すき間時間を利用して「2〜3時間だけ働きたい!」という働き手と、慢性的な人手不足が続いている販売現場をつなぐマッチングサービスMESHWell。これまでのアパレル業界にはなかった働き方で、昨秋ローンチされて着実に成果をあげていらっしゃいます。前編では代表の窪田光平さんと奥様の伊藤ゆりさんに事業が誕生した経緯を伺いました。後編ではMESHWellの接客で大事にしていることや、実際にお店に立っている伊藤さんのリアルなお話を聞いてまいりました。


前編はコチラ

店舗に買いに来られる方への接客には…… “共感”と“経験”で

編集部:手元でポチッと押せばなんでも買えてしまう時代に、わざわざお店に買いに行く。このお客様の潜在的なニーズはどのようにお考えでしょうか。

 

伊藤ゆりさん(以下、敬称略。伊藤): ECと店舗との違いは「自分では気づかない、新しい出会い」と考えています。私もアパレル販売のプロではないので、いつもタレントとしてはいる時は「一緒に探していく」と言うスタンスですから、必ずしも商品知識がマストではないのです。窪田は以前から「お客様が求めている接客とは”共感”と”経験”だ」と常々考えていました。そこに信念があったので、このMESHWellのスタイルが確立できたのです。

 

編集部:確かに、ネットで買っても共感してくれませんね。経験と言うのは?

 

伊藤:ママ達に子ども服を担当してもらうと、ものすごく力を発揮してくれます。出産祝いなど贈答用で買われる方って、実際に何が必要かあまりわからないで店頭に来られますよね。そういった時に例えば「みんなが使えるおくるみでしたらベビーカーの時に冷房よけにも使えますし、オムツ替えの時に下にも敷けるし、一枚あれば何かと便利ですよ」これらは商品知識ではなく、彼女たちの経験からくる情報ですよね。的確なアドバイスばかり!と人事の方々がいつも驚かれます。

 

窪田:その人それぞれの経験から伝え、情報だけでもその日持って帰ってもらえればそれでOK。その結果、購入につながれば良いだけのことですから。ここでも「自分ができることで誰かをハッピーにする」という、ボストンで刺激を受けたコミュニティの感覚を取り入れているのです

 

編集部:なるほど。だからこそ“タレント”という呼び名なのですね。

 

窪田:そうなのです!才能がある人、情熱がある人という意味で、販売員と呼ばずにタレントとしています。あと、自分自身で価値を決めて、自分で仕事を引き受ける。自己責任はしっかり持った上で助け合う、ここにも海外での影響が価値観としてあります。さらに売り上げが取れればもっと自分の価値を上げられるので、自分のスキルと経験を生かしながら自己実現につなげて行ってもらいたいです。

 

伊藤:接客業の人は”主体的”にお客様に何かを届けたい、という方がほとんどです。タレントさんの声としても「自分も楽しかった」「リフレッシュできた」と言うのがほとんど。例えば、子育て中で自分の時間は月に1〜2回だけしか取れないけど、働くことで少し心に余裕が作れますよね。自分が認められるから、相手を認められる。子育てにも良いエネルギーにもなります。

 

編集部:それに、一度長くブランクを空けてしまうと、復帰するのにハードルが上がってしまいますよね。

 

伊藤:そうなのです。今は無理でも「そろそろ(正社員)いけそうだな」って思えた時に就職すれば良いので、キャリアを続けるためにも上手にMESHWellを利用してもらえればと。
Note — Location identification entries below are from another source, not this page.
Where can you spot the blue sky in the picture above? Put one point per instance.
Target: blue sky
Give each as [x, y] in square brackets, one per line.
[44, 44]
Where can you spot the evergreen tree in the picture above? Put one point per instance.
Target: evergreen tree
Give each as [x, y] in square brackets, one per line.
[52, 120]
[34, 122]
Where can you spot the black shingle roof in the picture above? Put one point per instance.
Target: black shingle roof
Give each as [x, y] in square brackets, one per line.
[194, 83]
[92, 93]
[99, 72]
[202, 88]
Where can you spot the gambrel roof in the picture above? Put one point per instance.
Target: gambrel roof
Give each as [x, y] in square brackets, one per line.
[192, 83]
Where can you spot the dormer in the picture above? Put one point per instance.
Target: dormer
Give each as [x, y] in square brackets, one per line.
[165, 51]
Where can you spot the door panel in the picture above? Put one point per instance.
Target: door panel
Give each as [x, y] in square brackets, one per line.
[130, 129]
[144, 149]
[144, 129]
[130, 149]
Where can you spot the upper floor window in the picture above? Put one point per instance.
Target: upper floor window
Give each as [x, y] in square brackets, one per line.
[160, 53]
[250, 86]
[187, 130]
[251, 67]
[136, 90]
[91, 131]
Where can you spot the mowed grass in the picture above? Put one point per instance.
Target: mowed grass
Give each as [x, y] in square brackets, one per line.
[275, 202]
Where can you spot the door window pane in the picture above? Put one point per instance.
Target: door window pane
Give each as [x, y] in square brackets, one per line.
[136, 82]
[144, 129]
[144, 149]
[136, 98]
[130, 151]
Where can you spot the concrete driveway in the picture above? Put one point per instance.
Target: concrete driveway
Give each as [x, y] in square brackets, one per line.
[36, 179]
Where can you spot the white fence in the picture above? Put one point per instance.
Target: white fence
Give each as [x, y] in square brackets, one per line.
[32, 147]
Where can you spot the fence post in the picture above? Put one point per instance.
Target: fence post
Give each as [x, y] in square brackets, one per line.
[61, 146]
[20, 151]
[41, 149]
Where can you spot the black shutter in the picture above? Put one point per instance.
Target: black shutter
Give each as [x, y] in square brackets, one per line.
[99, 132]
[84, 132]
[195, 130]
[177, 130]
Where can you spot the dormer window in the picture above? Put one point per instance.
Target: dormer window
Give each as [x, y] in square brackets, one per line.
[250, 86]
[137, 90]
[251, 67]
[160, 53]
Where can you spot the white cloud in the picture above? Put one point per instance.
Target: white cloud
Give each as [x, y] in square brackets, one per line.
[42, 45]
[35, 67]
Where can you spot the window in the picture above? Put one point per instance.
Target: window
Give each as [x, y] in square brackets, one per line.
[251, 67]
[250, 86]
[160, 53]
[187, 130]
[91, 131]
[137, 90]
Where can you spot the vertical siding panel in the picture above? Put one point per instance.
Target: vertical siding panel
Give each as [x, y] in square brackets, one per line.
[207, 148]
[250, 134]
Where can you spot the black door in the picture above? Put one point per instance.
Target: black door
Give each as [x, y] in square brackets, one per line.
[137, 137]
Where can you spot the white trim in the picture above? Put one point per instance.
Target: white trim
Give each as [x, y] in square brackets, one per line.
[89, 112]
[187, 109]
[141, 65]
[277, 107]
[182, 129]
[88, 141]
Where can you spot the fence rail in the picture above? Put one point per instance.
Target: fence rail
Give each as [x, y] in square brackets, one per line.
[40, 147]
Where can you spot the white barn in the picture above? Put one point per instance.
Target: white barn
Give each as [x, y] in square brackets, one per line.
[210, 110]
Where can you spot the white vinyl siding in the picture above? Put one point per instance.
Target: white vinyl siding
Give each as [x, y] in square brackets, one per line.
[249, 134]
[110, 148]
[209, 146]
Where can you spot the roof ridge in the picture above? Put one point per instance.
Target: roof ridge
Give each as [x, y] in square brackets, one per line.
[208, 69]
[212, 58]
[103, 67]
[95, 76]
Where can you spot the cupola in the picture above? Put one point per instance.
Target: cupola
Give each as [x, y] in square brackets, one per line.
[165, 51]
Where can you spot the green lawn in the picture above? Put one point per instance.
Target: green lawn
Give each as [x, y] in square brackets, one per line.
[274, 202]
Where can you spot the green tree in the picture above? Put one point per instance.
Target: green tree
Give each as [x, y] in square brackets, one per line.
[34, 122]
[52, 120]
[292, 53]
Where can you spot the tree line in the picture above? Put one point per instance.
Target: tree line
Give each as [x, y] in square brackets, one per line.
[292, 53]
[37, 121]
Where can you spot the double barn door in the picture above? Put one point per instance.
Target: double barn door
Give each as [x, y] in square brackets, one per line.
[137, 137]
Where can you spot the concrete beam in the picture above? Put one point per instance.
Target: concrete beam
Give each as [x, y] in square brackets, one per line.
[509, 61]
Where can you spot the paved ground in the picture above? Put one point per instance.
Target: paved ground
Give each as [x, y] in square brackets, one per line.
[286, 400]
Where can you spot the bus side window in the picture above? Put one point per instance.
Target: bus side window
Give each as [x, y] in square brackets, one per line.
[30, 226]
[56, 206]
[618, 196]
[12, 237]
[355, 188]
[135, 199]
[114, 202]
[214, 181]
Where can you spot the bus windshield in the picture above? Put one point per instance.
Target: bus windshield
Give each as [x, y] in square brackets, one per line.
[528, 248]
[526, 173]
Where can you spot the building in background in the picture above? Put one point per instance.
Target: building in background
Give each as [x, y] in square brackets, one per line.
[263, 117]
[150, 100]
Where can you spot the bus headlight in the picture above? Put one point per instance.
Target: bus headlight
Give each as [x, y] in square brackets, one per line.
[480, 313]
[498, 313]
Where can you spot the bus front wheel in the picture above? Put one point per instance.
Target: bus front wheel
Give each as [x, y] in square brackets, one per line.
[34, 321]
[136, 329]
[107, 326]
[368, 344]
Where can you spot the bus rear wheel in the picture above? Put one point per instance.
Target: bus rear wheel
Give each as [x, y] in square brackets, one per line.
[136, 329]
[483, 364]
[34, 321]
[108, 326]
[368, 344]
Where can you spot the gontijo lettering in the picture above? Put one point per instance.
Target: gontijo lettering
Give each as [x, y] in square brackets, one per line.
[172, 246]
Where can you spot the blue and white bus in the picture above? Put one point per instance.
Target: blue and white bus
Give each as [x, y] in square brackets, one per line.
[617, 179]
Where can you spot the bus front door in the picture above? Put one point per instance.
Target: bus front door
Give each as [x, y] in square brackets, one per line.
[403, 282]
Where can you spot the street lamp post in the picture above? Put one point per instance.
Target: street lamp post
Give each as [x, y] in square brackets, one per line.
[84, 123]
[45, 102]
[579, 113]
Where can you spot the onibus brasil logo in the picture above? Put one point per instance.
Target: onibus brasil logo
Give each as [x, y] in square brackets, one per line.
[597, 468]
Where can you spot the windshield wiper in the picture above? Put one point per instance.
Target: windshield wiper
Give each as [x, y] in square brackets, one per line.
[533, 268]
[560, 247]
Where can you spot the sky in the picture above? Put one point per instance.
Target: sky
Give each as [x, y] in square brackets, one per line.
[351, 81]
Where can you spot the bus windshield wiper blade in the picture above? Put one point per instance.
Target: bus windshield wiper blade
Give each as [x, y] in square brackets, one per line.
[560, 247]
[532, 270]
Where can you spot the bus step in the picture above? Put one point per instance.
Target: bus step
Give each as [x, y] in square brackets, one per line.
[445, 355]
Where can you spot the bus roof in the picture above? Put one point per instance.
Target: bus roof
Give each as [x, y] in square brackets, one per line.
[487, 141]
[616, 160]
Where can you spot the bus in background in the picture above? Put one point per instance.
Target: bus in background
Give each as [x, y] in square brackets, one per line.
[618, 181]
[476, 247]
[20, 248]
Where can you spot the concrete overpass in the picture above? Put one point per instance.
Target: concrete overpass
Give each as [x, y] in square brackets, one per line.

売り上げを立てるよりも、自分のできることで接客を楽しむこと!

編集部:実際にゆりさんはお店に立たれていますが、初めてのお店でいきなり店頭に立つのって、正直わからないことだらけで…… 緊張しませんか?

 

伊藤:お店としても忙しい時間帯やスタッフが手薄な時にオファーがあるので、まずは一人でも多くのお客様に「こんにちは」「いらっしゃいませ」を伝えるところからはじめています。もちろん、初めてのお店だとできないことやわからないことはたくさんあります。ただ、お店の方はそれを理解してMESHWellを利用してくださっているので、そこはスタッフに尋ねるなり頼るなりします。そのことを「申し訳ない」「できない」とマイナスに捉えないで。もし私がいなければそのお客さんは対応できなかったわけですから、とにかくお客様との時間を楽しむようにしています。最初の10分ぐらいですかね、緊張しているのは。

 

編集部:接客する側も楽しむことが大切なのですね! そう聞くと、なんだか楽しそうですし、自分でもできそうな気がして来ました(笑) 実際に登録される方はどんな方でしょうか?

 

窪田:やはり女性のアパレル経験のある方が多いですが未経験の方もいらっしゃいます。主婦の方はもちろん、子育て中だったり、今は違う仕事に転職していたり、妊活をするのに立ち仕事を減らしていたり、Wワークの方も多くいらっしゃいます。

 

伊藤:私も含めて、アパレルの未経験で活躍している方も多いです。誰かのために役に立ちたい、という思いのもとお仕事されてきた方には、ぜひチャレンジしてほしいです。自分のスキルと経験を正しく評価してもらい、さらに売り上げが取れればもっと報酬もあげていけるので、自己実現につなげて言ってもらいたいです。

 

編集部:ちなみに、業務時間は何時間ぐらいが多いですか?

 

窪田:平均は3時間40分です。登録すれば自分のアカウントに業務日時と場所、報酬をトピックと呼ぶカードに記載して登録するのですが、2~4時間の設定がほとんどです。お店側からのニーズが高い時間帯は、スタッフが休憩時間に入る平日の11時〜14時と、お仕事帰り平日の夕方17時以降、あとは週末ですね。

 

編集部:1日8時間店頭に立っているより、そのぐらい短期決戦の方が結果も出やすいでしょうね。

 

窪田:そうなのです。ただ、僕らは「結果を出してくださいね」とは絶対に言いませんが、本人達が「自分だったらどういう接客をされたいか」ということを考えて接客されているので、自ずとついてきます。実際、タレントは店舗スタッフより計算上3割ほど販売効率が高いという実証データも取れています。

 

編集部:高いですね! それにしても、自分で値段をつけるのって難しくないですか?

 

窪田:最初は参考データをお渡ししていますが、みなさんすぐに報酬を上げていかれます。と言うのも、販売が成約した時に売り上げデータを取っているのですが、売り上げがどんどん立ってきたら、報酬を上げていいとアドバイスしています。現在、報酬が高い方で時給換算3500円、平均でも2200円ぐらいになっていますね。

 

編集部:マッチング後はどのような評価を?

 

窪田:はい。他のタレントさんやお店にオススメしたいかどうか、と言う判断でお互いが10段階評価します。売り上げだけで決まる評価でないので、売り上げが立たなかったとしても、評価の高い方もいますよ。気に入ってもらえると、同じお店からリピートもありますし、自分から直接お店にオファーすることもできます。

 

編集部:なるほど。ちなみにマッチング率はどのくらいですか?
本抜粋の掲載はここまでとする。